2013-06-27, 11:41 PM
FrozNlite Wrote:Well that's the thing. From what I understand the important reality is that DOMA isn't actually dead - just the key provision declaring that the federal government didn't recognize same-sex marriages. States, however, can still choose how they recognize marriages, so no
The latter of this has nothing to do with the former. DOMA is effectively dead. From our stance the federal refusal to recognize marriage was DOMA. DOMA never had anything to do with the state's rights and if DOMA never had existed it still would've been up to each individual state as to how they define marriage, just as it always has been. There's no correlation there.

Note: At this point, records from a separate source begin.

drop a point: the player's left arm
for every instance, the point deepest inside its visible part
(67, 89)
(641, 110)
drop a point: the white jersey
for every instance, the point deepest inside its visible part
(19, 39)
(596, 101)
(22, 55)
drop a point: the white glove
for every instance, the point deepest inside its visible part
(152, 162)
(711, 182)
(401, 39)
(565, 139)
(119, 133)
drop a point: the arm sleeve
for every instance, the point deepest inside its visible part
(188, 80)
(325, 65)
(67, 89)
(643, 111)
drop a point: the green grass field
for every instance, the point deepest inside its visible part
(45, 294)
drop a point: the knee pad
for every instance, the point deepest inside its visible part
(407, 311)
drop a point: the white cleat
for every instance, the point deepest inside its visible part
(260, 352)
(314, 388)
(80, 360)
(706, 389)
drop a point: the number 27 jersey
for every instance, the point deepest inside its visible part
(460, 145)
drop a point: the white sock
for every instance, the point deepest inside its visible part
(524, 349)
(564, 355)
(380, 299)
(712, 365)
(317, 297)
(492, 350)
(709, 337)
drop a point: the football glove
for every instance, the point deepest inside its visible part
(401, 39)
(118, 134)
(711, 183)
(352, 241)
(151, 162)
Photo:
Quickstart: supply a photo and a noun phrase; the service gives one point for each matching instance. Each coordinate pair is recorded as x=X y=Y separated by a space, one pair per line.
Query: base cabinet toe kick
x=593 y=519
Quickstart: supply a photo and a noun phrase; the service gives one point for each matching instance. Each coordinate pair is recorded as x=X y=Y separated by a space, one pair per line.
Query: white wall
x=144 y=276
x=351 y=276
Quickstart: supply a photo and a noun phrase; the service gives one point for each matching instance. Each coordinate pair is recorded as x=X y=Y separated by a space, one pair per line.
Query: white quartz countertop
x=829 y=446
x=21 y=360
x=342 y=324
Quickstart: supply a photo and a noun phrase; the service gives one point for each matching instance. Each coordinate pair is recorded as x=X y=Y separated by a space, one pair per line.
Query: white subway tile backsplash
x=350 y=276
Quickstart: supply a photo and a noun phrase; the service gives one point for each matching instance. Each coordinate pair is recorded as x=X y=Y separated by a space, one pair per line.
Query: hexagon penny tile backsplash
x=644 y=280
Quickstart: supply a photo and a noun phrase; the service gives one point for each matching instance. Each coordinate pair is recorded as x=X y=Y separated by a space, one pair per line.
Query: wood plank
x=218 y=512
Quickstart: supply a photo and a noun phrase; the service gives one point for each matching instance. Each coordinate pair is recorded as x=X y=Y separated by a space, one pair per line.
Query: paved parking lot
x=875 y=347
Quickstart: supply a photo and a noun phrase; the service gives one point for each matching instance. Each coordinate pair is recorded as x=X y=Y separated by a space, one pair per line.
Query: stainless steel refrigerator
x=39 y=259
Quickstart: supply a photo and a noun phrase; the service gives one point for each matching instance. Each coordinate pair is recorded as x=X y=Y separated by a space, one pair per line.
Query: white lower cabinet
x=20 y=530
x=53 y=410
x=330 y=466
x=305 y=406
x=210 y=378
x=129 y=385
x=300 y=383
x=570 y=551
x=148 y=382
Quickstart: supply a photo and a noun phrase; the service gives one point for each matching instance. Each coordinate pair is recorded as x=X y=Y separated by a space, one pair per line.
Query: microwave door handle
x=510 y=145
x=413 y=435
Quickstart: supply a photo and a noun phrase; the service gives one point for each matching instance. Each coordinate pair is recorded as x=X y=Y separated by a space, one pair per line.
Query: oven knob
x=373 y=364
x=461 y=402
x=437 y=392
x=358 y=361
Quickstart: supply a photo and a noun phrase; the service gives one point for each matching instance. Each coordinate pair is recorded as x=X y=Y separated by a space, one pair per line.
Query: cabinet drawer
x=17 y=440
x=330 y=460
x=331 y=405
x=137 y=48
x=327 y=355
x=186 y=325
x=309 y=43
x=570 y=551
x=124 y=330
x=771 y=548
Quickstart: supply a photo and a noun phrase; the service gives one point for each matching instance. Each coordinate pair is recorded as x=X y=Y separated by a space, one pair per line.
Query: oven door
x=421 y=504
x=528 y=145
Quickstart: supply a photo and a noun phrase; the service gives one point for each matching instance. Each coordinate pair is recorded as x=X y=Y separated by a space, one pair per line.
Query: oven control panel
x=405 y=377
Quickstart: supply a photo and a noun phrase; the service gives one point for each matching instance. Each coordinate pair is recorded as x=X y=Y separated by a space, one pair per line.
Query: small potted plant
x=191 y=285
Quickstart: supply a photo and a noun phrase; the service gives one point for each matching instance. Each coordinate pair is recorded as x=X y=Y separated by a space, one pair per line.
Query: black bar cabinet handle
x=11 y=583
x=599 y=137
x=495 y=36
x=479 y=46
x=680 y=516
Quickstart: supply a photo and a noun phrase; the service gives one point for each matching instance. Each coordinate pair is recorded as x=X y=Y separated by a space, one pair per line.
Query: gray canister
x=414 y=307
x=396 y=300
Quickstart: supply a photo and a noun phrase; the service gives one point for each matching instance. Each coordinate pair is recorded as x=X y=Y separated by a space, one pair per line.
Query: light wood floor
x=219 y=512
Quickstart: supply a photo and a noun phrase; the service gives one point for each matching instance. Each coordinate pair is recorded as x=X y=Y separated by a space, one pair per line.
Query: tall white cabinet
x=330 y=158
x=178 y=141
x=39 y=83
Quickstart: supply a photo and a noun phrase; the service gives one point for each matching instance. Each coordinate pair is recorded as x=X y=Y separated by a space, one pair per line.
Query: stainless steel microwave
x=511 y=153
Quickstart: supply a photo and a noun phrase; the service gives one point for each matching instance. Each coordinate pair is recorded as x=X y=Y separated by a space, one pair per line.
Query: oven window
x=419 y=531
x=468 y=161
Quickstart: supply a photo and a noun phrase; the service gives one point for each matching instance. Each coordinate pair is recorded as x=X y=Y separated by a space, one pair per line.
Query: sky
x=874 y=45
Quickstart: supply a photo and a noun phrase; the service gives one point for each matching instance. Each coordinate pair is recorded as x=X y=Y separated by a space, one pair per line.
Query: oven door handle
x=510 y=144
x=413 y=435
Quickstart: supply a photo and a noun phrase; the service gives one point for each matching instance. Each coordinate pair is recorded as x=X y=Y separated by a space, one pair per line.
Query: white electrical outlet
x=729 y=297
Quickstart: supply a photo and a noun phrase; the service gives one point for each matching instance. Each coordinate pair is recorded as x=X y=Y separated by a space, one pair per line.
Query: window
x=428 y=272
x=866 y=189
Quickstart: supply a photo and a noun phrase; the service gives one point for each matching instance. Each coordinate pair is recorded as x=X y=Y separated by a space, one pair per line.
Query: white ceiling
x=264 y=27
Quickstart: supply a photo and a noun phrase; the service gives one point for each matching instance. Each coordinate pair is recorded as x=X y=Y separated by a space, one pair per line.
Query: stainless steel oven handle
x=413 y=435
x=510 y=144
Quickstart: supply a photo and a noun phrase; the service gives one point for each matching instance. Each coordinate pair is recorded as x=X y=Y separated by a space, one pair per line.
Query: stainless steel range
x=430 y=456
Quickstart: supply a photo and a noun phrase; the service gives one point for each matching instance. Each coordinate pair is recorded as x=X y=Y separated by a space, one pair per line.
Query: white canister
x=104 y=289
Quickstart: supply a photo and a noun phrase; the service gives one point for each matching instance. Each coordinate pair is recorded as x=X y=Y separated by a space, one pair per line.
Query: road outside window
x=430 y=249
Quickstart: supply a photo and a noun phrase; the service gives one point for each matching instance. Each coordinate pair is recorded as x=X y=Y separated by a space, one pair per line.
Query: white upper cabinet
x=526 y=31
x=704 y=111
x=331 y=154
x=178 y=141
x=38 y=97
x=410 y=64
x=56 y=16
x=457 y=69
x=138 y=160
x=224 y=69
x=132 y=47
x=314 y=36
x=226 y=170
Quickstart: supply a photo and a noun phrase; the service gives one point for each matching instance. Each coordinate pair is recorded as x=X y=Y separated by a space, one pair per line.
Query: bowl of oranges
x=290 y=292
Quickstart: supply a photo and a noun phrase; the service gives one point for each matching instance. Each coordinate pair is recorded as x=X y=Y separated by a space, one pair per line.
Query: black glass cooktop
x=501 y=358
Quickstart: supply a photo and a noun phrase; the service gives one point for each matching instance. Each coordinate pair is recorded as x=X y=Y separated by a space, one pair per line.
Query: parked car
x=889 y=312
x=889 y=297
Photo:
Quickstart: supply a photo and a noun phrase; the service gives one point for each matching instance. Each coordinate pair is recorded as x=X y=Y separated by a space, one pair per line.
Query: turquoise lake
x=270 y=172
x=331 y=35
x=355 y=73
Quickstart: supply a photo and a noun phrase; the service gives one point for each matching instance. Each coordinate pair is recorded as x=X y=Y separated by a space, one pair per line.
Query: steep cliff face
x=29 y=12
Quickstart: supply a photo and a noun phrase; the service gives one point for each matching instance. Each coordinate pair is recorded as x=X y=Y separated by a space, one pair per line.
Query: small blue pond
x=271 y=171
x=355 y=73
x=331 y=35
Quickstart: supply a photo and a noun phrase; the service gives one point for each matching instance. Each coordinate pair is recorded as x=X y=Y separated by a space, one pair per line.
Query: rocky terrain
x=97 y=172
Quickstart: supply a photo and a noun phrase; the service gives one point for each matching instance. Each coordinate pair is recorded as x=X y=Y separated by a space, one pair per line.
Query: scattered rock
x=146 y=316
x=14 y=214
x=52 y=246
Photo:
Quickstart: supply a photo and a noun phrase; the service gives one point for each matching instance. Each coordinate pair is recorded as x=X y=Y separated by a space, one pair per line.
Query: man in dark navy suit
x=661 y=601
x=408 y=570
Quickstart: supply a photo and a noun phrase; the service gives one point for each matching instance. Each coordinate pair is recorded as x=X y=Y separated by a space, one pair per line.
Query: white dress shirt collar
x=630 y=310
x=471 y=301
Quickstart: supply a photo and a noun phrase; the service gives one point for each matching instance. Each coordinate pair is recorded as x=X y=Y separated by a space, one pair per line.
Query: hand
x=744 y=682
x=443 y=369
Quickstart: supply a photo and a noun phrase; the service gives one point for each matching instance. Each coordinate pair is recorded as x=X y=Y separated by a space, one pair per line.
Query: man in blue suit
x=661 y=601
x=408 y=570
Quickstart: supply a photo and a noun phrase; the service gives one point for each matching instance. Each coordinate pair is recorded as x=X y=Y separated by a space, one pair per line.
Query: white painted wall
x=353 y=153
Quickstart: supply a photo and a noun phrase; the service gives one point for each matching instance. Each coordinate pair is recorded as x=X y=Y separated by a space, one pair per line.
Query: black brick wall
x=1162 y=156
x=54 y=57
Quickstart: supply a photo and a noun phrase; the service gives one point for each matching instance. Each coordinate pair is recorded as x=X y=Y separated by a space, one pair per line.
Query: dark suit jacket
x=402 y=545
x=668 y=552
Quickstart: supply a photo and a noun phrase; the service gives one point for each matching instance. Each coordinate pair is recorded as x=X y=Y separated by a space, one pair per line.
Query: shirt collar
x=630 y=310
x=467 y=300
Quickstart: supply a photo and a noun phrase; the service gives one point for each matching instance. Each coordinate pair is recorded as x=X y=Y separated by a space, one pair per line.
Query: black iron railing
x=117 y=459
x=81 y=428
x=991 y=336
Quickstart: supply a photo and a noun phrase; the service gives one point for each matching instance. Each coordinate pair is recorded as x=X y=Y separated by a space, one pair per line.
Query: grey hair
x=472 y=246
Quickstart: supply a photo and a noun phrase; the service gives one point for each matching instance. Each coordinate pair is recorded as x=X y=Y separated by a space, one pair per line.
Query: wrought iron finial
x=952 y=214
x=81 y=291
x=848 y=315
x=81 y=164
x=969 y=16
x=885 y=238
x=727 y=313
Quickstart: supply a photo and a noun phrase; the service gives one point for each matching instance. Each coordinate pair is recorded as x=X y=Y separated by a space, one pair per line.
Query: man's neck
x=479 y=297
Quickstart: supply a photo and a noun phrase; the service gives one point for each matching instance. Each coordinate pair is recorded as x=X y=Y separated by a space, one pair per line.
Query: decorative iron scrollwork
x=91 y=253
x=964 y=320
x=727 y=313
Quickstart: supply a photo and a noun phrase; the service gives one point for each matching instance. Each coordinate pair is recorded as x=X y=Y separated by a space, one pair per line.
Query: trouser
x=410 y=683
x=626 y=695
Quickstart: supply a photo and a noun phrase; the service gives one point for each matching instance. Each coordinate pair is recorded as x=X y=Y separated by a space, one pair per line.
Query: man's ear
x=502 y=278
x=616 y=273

MariaColette Wrote:Now I'm incredibly dumb on political stuff like this, but with DOMA dead, how does getting married with a same-sex partner work now if your state still doesn't allow it? I would imagine you can marry elsewhere, yes, but it'd probably still be an issue to move back.
It's pretty straightforward; You're married from the perspective of the federal government and not married from the perspective of any state that doesn't permit it or recognize it.
It's not having what you want - It's wanting what you've got.


I was looking it up and it says it applies to US citizenship as well, but does that mean one can be recognized as a citizen without regards to location if they're in a same-sex marriage? That's what I'm hoping it means, but I'm stupid when it comes to this stuff.